The 10 surviving rebels who accompanied Reinado each have been charged with 12 counts of attempting to kill the President. How that works out is anyone's guess, other than to say East Timor has created a new kind of gender imbalance.

Likewise, the 17 rebels led by Reinado's offsider, lieutenant Gastao Salsinha, who fired on Prime Minister Xanana Gusmao's motorcade that same morning, have each been charged with seven counts of attempted homicide.

The rebels have given accounts of how Pires, in the days before the shooting, allegedly gave Reinado one joint, which he forced them to smoke.

They say because of this one joint they became fearless and went down to Dili to do their business. And they blame Pires for it.

Pires is limited in what she can say. She has only proclaimed her innocence and said the matter was in God's hands.

It is, however, in the hands of the court. Prosecutor-General Longuinhos Monteiro alleges Pires urged Renaido to go to Dili and attack the leaders. If that is so, she ought to be charged with conspiracy to murder, not attempted homicide.

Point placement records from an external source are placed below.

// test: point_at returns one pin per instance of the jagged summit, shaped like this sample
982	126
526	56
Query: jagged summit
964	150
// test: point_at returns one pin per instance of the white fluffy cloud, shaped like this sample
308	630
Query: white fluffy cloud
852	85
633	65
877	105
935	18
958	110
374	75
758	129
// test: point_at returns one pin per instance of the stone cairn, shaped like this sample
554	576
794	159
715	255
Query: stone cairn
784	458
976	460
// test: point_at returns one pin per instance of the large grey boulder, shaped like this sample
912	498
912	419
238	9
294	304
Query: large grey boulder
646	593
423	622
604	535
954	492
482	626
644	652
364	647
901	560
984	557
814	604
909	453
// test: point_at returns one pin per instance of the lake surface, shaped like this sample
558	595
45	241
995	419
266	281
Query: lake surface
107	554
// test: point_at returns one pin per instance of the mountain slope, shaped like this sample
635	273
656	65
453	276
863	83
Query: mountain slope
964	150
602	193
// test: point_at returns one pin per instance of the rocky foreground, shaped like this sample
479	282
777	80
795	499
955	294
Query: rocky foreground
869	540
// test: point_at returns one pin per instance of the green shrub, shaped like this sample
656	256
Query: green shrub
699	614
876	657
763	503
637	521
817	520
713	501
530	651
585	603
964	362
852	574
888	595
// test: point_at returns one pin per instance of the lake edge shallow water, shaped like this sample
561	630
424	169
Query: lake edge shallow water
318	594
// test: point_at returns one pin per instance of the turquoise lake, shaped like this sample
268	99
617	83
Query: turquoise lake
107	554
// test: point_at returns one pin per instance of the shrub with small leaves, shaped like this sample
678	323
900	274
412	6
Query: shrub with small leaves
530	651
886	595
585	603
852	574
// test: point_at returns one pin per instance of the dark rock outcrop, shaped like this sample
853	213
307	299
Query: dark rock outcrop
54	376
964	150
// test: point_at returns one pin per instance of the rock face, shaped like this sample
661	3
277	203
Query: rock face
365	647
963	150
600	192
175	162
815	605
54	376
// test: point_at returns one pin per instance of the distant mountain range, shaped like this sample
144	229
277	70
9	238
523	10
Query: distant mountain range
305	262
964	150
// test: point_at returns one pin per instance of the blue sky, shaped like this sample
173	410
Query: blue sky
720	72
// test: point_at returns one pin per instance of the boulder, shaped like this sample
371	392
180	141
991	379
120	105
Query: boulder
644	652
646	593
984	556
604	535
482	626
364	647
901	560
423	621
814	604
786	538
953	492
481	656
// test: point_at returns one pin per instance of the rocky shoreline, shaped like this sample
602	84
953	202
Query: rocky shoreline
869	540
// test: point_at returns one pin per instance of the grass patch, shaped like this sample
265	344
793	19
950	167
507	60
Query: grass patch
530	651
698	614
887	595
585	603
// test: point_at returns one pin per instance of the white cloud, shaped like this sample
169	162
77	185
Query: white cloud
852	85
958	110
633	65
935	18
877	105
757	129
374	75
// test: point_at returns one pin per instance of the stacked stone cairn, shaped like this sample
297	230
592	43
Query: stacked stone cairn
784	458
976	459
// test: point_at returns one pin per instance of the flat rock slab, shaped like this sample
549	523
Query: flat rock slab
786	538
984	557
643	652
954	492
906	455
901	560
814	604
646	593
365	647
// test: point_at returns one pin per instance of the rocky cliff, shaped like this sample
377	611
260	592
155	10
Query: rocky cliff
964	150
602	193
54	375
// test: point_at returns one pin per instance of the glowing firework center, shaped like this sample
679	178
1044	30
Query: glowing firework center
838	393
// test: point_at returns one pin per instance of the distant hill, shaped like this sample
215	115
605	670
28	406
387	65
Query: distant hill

For the 24 years of Indonesian occupation, East Timor seemed a long way from Darwin. The liberation built a sudden bridge, and once the Interfet soldiers had cleared the streets, Dili became a town of celebration as the diaspora made its way home, along with all sorts of suspicious "logistics" companies, carpetbaggers and the UN.

There was a belief that there would be strong business links to Timor and that the fabled gateway to Asia would finally find a partnership between Darwin and Dili.

The Northern Territory Government put a man in Dili to pave the way for Australian business and, for a while, it looked as if there was some progress. That all seems to have fallen apart.

The Australian lawyers who went after 1999 to help the legal system get a solid footing have since vanished, repelled by apparent corruption and the propensity of the place to explode into violence. For those who condemned the Fretilin government -- and I was one of them -- it now seems that they were a better lot than the great libertines who replaced them.

Gusmao has been to Darwin and Canberra, asking Australia to take Timorese guest workers. It doesn't seem a bad idea and once again reinforces how close we are, geographically. But that's all.

Pires's mother, Maria, 70, who left Timor in 1975 and lives in an old housing commission home in Darwin's northern suburbs, always hoped to return to Dili one day.

"From the beginning I had planned to go back," she says. "But there was still so much trouble after 1999. Then came the problem of Angie. We fought a lot for justice, peace and independence, for the people of East Timor; now there is no justice. Nothing makes me want to go back. Dili seems far, far away. It's lost all the hope it had, it's so disappointing."